Telus (TSX:T) and BCE (TSX:BCE) are trading significantly below their 12-month highs. Contrarian investors who missed the rally off the market crash in 2020 are wondering if Telus stock or BCE stock is now oversold and good to buy for a self-directed Tax-Free Savings Account (TFSA) or Registered Retirement Savings Plan (RRSP) portfolio focused on dividends.
Impact of rate hikes
Rising interest rates are responsible for much of the pullback in the share prices of both Telus and BCE. The companies use debt as part of their funding strategies to pay for capital programs. Higher borrowing costs can reduce profits and cut into cash flow available for distributions.
On the investor side, people normally own Telus and BCE for their reliable and generous dividends. The surge in rates paid on Guaranteed Investment Certificates, however, might have led to a shift in funds from the stocks, which come with risk, to the safer alternatives.
Rate hikes are not the only story. Telus and BCE also have some company-specific issues that have also kept investors on the sidelines.
Telus
Telus trades near $23 per share at the time of writing. The stock was above $34 at the high point in 2022.
The company avoided investing billions on media assets over the past decade and has instead focused on building subsidiary businesses that focus on technology. Telus International (TSX:TIXT), which Telus spun off through an initial public offering in 2021, provides IT and multi-lingual call centre services to global clients. The subsidiary is having a rough year, and the disappointing revenue numbers at TIXT forced Telus to reduce its 2023 guidance and cut staff by 6,000.
Overall, however, Telus still expects consolidated revenue and adjusted earnings before interest, taxes, depreciation and amortization (EBITDA) to grow this year.
Telus is expanding its Telus Health business, including the $2.3 billion takeover of LifeWorks last year. The addition of LifeWorks makes Telus Health a global provider of digital services to businesses with employee benefit programs.
Telus Agriculture and Consumer Goods uses digital solutions to help make the entire food supply chain more efficient from producers all the way to store shelves.
These two subsidiaries have the potential to drive solid long-term revenue growth.

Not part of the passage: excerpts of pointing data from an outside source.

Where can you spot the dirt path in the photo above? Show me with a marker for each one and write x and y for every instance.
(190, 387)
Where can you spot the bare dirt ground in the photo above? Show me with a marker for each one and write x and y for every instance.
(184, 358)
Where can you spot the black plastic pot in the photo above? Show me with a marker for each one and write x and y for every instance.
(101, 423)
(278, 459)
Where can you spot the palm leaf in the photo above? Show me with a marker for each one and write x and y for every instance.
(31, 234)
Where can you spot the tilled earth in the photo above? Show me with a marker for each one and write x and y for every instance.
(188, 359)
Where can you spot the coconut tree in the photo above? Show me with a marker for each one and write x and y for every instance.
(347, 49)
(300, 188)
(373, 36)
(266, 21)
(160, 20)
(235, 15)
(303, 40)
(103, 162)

Telus has historically raised its dividend by 7-10% per year. Near-term increases might be lower given the current headwinds, but payout growth should continue. The board has increased the dividend annually for more than 20 years. At the current share price, investors can get a 6.3% dividend yield.
BCE
BCE trades for close to $54.50 at the time of writing. The stock was above $65 in May and topped $73 at the peak last year. The extended slide in recent months could be due to weakness in the media group, along with the impact of rate hikes. BCE owns a television network, specialty channels, radio stations, interests in sports teams, and related digital platforms.
Advertisers are cutting marketing budgets and shifting spending to social media. This is putting a pinch on revenues in BCE’s media group and has led to staff cuts this year in the division.
That being said, BCE still expects total revenue and free cash flow to rise in 2023 compared to 2022, supported by the mobile and internet businesses.
BCE has increased its dividend by at least 5% in each of the past 15 years. Investors can currently get a 7% dividend yield from the stock.
Is one a better pick?
BCE offers the higher yield right now, but Telus typically increases the dividend by a higher percentage each year. Both stocks look oversold today and should start to recover as soon as interest rates begin to decline. At their current prices, I would probably split a new investment between the two stocks.